Hosting a large refugee population in a protracted crisis brings with it a range of challenges – and sometimes opportunities – for governments and municipal authorities. Solid waste management services globally struggle to meet the demand in cities and densely populated areas, and this is exacerbated during a crisis when there are large and unplanned flows of people into urban areas.
Finding effective and sustainable waste management systems for the new population, particularly in refugee and IDP camps and settlements, is key to maintaining adequate and hygienic living standards for those displaced and ensuring the environmental and health impacts on the host community are minimal. Improper solid waste disposal can lead to public health risks, environmental degradation and socio-economic problems. However, with the right approach, waste management can also be a source of environmental protection, revenue and employment.
In the context of Jordan, the country currently imports around 90 per cent of its energy and fuel requirements and recycles approximately 7 percent of the 2 million tons of municipal waste produced annually. Jordan is home to more than 650,000 Syrian refugees, 18 per cent of whom live in formal refugee camps at Zaatari and Azraq.
World Vision has been providing Solid Waste Management services at Azraq Camp since 2017, supported by the European Union (EuropeAid). The purpose-built refugee camp, which covers 14.7 km² and is 25 km from the nearest town, has a population of around 36,500 Syrian refugees.

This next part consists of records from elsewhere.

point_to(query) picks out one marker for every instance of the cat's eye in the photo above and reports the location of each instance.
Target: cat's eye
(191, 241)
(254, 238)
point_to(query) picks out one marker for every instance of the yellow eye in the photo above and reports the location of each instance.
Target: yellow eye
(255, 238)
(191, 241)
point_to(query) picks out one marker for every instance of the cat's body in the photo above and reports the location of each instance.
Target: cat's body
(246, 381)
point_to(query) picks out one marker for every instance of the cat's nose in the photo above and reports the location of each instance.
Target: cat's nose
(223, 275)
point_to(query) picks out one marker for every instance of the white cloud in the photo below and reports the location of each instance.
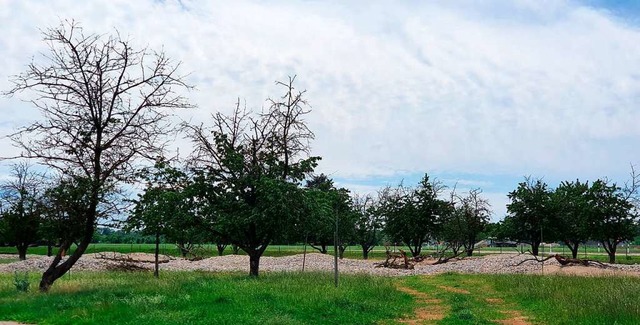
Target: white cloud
(516, 88)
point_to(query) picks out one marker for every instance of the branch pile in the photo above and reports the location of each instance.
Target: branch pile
(565, 261)
(392, 261)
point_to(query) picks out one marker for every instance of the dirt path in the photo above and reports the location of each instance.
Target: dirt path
(432, 309)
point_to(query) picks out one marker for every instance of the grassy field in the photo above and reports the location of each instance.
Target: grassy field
(310, 298)
(204, 298)
(483, 299)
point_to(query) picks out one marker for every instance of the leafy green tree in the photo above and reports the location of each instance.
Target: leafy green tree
(333, 209)
(249, 170)
(613, 219)
(469, 217)
(20, 217)
(530, 211)
(368, 223)
(163, 208)
(413, 216)
(103, 105)
(573, 211)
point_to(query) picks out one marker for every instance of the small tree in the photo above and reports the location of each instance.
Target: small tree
(103, 107)
(368, 223)
(21, 217)
(163, 208)
(413, 216)
(249, 170)
(613, 218)
(573, 210)
(530, 211)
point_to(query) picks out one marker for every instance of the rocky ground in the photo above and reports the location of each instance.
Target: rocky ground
(492, 264)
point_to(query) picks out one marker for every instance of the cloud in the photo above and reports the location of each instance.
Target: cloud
(493, 88)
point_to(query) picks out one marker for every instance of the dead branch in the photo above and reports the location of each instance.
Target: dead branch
(390, 262)
(564, 261)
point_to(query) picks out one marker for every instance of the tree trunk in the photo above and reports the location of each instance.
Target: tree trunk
(341, 250)
(415, 250)
(156, 273)
(220, 248)
(611, 251)
(22, 251)
(254, 263)
(535, 248)
(57, 269)
(573, 247)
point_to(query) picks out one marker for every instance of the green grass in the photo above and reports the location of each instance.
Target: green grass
(310, 298)
(544, 300)
(204, 298)
(572, 299)
(8, 260)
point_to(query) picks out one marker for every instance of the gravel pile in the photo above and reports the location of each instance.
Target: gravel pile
(492, 264)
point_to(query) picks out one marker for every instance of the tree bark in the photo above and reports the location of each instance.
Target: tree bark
(220, 248)
(254, 263)
(535, 248)
(365, 252)
(611, 250)
(573, 247)
(57, 269)
(156, 272)
(22, 251)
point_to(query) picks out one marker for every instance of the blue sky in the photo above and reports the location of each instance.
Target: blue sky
(478, 93)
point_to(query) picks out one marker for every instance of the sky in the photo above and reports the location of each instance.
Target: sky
(474, 93)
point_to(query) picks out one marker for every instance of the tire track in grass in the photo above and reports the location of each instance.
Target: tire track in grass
(431, 309)
(451, 302)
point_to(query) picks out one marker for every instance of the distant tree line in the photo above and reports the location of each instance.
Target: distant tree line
(573, 213)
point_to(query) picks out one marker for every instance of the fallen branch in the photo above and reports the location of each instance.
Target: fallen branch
(442, 259)
(390, 262)
(564, 261)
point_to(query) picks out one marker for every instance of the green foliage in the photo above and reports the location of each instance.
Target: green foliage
(530, 211)
(463, 225)
(413, 216)
(166, 207)
(368, 223)
(21, 281)
(249, 170)
(21, 208)
(613, 218)
(329, 208)
(572, 209)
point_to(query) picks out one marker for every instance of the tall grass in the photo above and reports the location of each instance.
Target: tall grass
(573, 299)
(205, 298)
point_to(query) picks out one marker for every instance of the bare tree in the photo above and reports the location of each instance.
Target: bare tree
(104, 106)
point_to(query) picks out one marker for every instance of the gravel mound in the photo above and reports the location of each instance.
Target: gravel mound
(490, 264)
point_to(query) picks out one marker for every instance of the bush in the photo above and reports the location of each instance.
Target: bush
(21, 281)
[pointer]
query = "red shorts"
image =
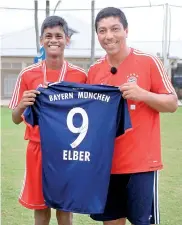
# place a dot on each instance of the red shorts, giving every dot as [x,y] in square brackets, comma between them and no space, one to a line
[31,195]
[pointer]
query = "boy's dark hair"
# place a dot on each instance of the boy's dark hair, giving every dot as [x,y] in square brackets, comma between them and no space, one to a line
[111,12]
[53,21]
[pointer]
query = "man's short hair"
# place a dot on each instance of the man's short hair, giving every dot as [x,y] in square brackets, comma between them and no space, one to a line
[111,12]
[53,21]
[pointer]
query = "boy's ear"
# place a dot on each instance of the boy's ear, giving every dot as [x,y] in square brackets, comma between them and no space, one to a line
[67,40]
[41,41]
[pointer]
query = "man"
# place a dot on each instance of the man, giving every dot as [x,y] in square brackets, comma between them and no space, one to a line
[137,156]
[54,38]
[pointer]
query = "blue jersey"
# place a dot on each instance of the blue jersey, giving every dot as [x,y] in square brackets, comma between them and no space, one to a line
[78,125]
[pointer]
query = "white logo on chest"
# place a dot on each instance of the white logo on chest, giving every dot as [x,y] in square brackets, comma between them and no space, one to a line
[132,77]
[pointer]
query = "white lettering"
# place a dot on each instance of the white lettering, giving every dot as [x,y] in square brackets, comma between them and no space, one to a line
[73,155]
[65,154]
[96,96]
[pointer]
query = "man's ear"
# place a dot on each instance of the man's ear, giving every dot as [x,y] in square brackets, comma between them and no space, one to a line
[67,41]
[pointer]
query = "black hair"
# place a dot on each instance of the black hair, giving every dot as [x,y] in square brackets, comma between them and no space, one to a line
[111,12]
[53,21]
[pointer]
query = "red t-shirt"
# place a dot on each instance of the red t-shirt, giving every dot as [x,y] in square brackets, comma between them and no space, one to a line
[138,150]
[34,76]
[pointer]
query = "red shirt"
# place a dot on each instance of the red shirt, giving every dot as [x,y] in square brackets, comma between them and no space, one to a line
[34,76]
[138,150]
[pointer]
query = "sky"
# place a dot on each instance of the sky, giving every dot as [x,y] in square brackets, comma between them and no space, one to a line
[144,23]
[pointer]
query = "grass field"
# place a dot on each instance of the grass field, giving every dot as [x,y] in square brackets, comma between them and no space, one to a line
[13,159]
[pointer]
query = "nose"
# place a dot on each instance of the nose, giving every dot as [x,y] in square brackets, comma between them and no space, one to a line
[109,35]
[53,39]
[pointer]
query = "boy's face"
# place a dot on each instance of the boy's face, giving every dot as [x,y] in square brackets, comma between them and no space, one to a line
[54,41]
[111,35]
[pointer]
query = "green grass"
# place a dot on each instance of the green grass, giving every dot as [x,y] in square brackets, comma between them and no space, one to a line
[13,160]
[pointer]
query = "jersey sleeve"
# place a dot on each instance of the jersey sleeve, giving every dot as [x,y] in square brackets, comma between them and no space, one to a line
[31,114]
[90,74]
[19,88]
[124,121]
[160,82]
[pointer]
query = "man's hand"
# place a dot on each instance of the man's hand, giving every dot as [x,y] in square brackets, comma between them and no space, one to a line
[28,98]
[133,92]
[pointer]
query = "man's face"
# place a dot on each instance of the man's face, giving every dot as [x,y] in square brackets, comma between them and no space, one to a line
[111,35]
[54,41]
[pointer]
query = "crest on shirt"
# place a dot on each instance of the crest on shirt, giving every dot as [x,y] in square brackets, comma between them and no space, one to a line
[132,77]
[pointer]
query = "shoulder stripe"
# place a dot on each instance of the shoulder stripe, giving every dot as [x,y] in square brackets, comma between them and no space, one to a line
[77,68]
[102,59]
[15,96]
[161,69]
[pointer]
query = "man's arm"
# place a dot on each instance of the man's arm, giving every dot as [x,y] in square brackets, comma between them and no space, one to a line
[28,99]
[161,97]
[161,102]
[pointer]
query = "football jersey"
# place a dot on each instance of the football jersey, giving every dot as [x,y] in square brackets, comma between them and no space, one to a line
[78,124]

Approximately 20.7 tonnes of waste are produced at the camp daily, just over 15 percent of which is recyclable. The rest is primarily organic waste, which is currently not compostable in Jordan.
World Vision provides the only solid waste management at Azraq Camp at its ‘Green Centre’, utilizing an environmentally-friendly approach with the aim of reducing the environmental and health impact of waste, reducing operating costs and providing sustainable livelihood opportunities for residents.

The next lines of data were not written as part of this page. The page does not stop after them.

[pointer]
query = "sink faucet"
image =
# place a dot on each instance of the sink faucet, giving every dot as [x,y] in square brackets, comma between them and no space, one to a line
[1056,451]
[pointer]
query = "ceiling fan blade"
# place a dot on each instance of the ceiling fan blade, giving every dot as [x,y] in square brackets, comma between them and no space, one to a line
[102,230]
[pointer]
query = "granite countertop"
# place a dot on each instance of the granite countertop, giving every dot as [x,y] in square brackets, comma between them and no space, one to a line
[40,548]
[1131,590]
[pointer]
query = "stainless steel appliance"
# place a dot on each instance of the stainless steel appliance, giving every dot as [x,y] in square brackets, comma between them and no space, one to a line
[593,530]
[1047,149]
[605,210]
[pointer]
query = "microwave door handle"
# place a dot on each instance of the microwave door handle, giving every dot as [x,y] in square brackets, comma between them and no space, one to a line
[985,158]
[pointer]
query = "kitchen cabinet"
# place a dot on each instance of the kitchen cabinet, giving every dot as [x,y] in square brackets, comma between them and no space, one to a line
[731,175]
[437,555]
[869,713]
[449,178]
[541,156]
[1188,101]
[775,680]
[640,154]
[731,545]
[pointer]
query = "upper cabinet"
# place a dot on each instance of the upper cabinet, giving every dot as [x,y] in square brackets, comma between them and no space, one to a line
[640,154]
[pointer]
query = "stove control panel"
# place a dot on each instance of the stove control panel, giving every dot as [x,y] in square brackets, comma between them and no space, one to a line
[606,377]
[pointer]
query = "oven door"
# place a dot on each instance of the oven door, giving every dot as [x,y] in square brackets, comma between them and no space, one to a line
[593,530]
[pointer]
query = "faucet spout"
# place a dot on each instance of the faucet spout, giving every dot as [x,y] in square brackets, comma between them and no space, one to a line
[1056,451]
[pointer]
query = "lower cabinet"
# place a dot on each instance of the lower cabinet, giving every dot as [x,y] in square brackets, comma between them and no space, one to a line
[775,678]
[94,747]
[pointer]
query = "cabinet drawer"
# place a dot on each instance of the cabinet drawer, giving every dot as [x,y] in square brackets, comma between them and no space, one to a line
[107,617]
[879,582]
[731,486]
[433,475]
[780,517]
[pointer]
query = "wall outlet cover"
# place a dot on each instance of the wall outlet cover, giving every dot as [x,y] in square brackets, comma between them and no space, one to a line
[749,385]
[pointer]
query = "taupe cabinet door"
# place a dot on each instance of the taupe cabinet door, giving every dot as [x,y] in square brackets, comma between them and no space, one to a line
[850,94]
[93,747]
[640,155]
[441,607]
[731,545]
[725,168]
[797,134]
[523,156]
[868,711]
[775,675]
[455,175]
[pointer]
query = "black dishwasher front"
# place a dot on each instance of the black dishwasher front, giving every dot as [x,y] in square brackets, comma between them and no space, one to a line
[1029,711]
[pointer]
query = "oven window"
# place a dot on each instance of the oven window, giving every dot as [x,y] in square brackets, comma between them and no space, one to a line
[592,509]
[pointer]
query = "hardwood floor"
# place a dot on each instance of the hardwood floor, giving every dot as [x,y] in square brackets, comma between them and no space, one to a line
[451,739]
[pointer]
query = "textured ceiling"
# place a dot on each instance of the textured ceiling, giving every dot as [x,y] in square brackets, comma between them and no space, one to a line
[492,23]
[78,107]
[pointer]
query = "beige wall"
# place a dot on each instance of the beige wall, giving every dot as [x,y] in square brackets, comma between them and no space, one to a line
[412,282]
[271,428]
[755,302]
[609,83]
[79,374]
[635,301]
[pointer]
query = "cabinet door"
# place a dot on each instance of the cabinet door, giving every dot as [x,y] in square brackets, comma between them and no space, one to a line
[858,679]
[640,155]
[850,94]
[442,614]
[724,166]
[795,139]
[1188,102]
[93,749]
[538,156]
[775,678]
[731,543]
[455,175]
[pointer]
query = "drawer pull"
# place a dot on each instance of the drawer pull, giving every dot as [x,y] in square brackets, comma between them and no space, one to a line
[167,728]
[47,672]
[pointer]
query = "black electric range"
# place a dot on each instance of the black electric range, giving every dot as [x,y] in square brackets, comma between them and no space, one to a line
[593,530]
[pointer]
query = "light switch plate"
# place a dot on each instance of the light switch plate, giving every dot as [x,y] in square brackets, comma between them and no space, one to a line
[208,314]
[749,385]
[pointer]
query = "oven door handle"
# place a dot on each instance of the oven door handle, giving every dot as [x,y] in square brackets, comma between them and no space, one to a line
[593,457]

The Green Centre operating model may provide a useful example for other refugee or IDP camps in the region or globally, particularly as displacement crises become more protracted.
There are also lessons learned which can be built on for better environmental sustainability in Jordan in the future, particularly in the future if service provision in refugee camps is incorporated into the local municipality. Jordan has a national strategy to increase recycling by 2034, and the country aims to generate 30-50 megawatts of power from waste-to-energy projects by 2020.